De acordo com os relatos, a ex-gestora teria se autolotado no próprio gabinete para garantir o recebimento do chamado “prêmio saúde”, no valor de R$ 2 mil. Além disso, também teria concedido a si mesma um período de 60 dias de férias.

A situação provocou revolta entre profissionais da rede municipal, principalmente da enfermagem. Segundo os denunciantes, a gestão costumava negar pedidos de férias superiores a 30 dias para servidores da linha de frente, sob a justificativa de falta de pessoal nas unidades de saúde.

Os servidores apontam ainda incoerência entre discurso e prática da administração municipal. Durante a inauguração da Unidade de Saúde da Família (USF) do bairro Pedregal, o prefeito teria afirmado que não autorizaria férias sem a devida substituição de profissionais, o que reforçou a percepção de tratamento desigual dentro da pasta.

Danielle Carmona é servidora efetiva do município e atua como enfermeira de carreira. Conforme os relatos, ela teria se beneficiado de decisões administrativas tomadas enquanto ainda ocupava o cargo de secretária.

Prefeitura nega irregularidades

Em nota, a Prefeitura de Cuiabá afirmou que não há irregularidades na situação funcional da ex-secretária.
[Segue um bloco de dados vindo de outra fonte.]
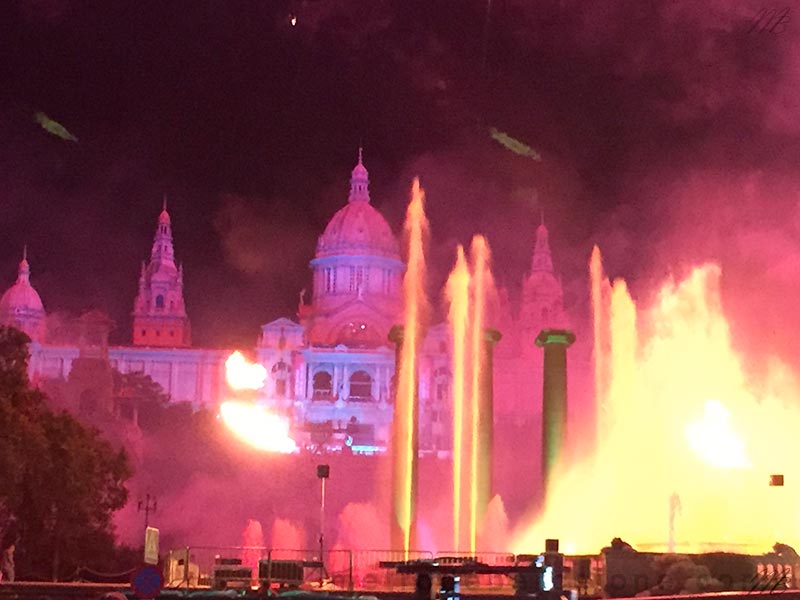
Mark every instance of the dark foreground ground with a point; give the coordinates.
(93, 591)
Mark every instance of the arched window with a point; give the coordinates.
(360, 387)
(441, 379)
(280, 378)
(323, 385)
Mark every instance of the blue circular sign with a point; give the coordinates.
(147, 582)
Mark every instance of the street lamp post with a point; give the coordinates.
(323, 472)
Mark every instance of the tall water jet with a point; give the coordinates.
(599, 294)
(554, 399)
(484, 441)
(457, 294)
(481, 405)
(690, 430)
(405, 435)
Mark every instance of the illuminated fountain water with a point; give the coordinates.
(405, 425)
(679, 420)
(457, 294)
(467, 292)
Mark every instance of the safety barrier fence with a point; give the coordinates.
(616, 575)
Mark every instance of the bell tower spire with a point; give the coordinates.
(359, 181)
(542, 259)
(159, 314)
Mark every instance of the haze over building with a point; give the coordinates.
(331, 369)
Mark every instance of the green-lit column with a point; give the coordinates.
(404, 466)
(554, 397)
(485, 423)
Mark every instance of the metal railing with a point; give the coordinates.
(361, 570)
(243, 566)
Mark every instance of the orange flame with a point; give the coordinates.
(682, 418)
(257, 427)
(241, 374)
(251, 423)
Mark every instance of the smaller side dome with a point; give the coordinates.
(21, 306)
(21, 296)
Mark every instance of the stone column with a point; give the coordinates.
(554, 398)
(485, 423)
(405, 454)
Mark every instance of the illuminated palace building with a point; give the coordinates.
(332, 369)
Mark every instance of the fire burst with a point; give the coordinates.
(253, 424)
(679, 416)
(243, 375)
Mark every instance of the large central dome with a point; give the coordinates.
(358, 229)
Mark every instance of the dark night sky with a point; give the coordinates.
(669, 134)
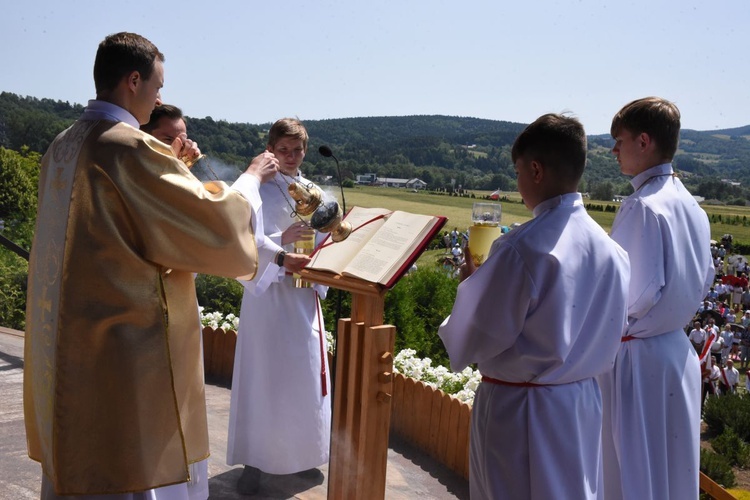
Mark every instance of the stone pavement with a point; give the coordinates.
(410, 473)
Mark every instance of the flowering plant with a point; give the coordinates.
(461, 385)
(217, 320)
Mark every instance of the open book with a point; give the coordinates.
(383, 245)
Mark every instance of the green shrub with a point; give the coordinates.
(219, 294)
(732, 447)
(417, 306)
(717, 468)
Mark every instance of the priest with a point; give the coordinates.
(113, 387)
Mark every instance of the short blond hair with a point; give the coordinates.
(287, 127)
(657, 117)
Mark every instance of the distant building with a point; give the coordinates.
(416, 184)
(366, 179)
(731, 182)
(391, 182)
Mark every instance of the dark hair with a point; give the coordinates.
(119, 55)
(287, 127)
(159, 112)
(657, 117)
(556, 141)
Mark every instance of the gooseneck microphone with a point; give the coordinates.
(326, 152)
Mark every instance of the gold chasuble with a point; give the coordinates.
(113, 385)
Segundo o município, Danielle Carmona possui todos os direitos garantidos por lei, incluindo férias e benefícios como o prêmio saúde, desde que atendidos os critérios estabelecidos.

A gestão também informou que a lotação em gabinete é um ato administrativo regular, especialmente em períodos de transição, e que a permanência da servidora no local foi previamente alinhada com a atual direção da Secretaria.

Sobre os 60 dias de férias, a Prefeitura destacou que a concessão ocorreu dentro da normalidade administrativa e já havia sido informada anteriormente, não havendo qualquer excepcionalidade.